Una prova d’attore ipnotica e conturbante l’ha offerta Marco Sgrosso, protagonista di Emma B. Vedova Giocasta, il monologo scritto da Alberto Savinio nel 1949. Il personaggio, interpretato magistralmente in passato da attrici del calibro di Paola Borboni e di Valeria Moriconi, assume un’ulteriore carica di ambiguità nell’interpretazione maschile. La figura del defunto marito e quella del figlio prossimo al ritorno dopo una lontananza durata 15 anni, giovane uomo verso il quale la madre prova un’attrazione incestuosa, rivelano la loro sotterranea presenza nel corpo dell’attore. Sulle scene e i costumi ideati da Marco Sgrosso si innestano i chiaroscuri del disegno luci di Loredana Oddone e i suoni avvolgenti curati da Roberto Passuti. L’uso della maschera, modellata da Stefano Perocco di Meduna, che Emma indossa per comparire davanti al figlio, pone un sigillo inquietante al finale.

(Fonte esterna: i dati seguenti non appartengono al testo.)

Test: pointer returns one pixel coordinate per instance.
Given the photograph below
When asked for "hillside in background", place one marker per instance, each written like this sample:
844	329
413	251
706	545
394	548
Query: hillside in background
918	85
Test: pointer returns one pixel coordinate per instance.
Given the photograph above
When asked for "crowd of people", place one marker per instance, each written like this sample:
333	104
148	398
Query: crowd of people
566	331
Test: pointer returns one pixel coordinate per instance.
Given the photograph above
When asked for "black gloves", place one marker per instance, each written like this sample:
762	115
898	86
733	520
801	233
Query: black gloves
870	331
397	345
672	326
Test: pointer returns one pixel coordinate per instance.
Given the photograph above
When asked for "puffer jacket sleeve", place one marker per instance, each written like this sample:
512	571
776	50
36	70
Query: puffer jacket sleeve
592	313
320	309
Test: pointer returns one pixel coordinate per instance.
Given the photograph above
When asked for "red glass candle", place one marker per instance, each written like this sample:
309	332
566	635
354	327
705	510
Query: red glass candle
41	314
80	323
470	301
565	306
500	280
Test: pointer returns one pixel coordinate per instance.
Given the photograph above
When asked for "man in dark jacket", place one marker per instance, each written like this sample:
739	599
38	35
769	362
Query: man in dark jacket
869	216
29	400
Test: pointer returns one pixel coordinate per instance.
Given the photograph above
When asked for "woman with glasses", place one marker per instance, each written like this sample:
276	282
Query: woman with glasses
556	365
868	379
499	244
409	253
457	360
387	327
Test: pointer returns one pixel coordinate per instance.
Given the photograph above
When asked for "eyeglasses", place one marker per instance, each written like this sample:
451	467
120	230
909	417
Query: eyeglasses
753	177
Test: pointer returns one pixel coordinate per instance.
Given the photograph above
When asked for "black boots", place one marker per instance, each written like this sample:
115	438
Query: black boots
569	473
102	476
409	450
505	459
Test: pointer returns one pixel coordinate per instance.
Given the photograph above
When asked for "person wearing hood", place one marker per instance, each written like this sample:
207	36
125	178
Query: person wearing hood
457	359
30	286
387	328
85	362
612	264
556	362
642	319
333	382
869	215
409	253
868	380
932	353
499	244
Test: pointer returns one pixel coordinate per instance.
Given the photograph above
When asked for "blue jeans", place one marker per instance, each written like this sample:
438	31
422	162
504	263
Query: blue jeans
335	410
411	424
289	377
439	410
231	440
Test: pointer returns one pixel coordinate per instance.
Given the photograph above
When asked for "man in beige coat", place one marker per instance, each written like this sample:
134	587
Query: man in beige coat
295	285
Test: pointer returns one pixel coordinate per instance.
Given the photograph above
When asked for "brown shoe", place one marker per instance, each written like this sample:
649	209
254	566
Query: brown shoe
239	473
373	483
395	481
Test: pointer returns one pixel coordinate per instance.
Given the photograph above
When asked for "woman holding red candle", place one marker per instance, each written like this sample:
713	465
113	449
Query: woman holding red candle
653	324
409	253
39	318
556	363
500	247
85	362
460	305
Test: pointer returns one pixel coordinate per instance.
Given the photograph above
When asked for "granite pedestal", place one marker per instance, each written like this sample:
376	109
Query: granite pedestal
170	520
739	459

Ancora solitudine, vissuta con dolore all’interno della coppia, è quella raccontata da Cecilia Foti in Domineddio, esito della residenza dell’attrice in questa edizione di Primavera dei Teatri. Un monologo che trae le sue radici nei laboratori dedicati a donne vittime di violenza e realizzati con Saverio La Ruina. È la storia di un riscatto, dell’emancipazione di una donna alla quale l’attrice presta anche la sua voce appassionata di cantante con sensibile partecipazione.

In ultimo, citiamo il film-documentario di Saverio La Ruina, Italianesi, del 2024, dove emarginazione e solitudine sono quelle dei circa 25.000 italiani tra civili e militari, che alla fine della Seconda Guerra mondiale rimasero bloccati in Albania. Centinaia di loro non potettero fare ritorno in Italia fino alla caduta del regime comunista nel 1991. Una testimonianza necessaria che porta alla luce una storia colpevolmente dimenticata.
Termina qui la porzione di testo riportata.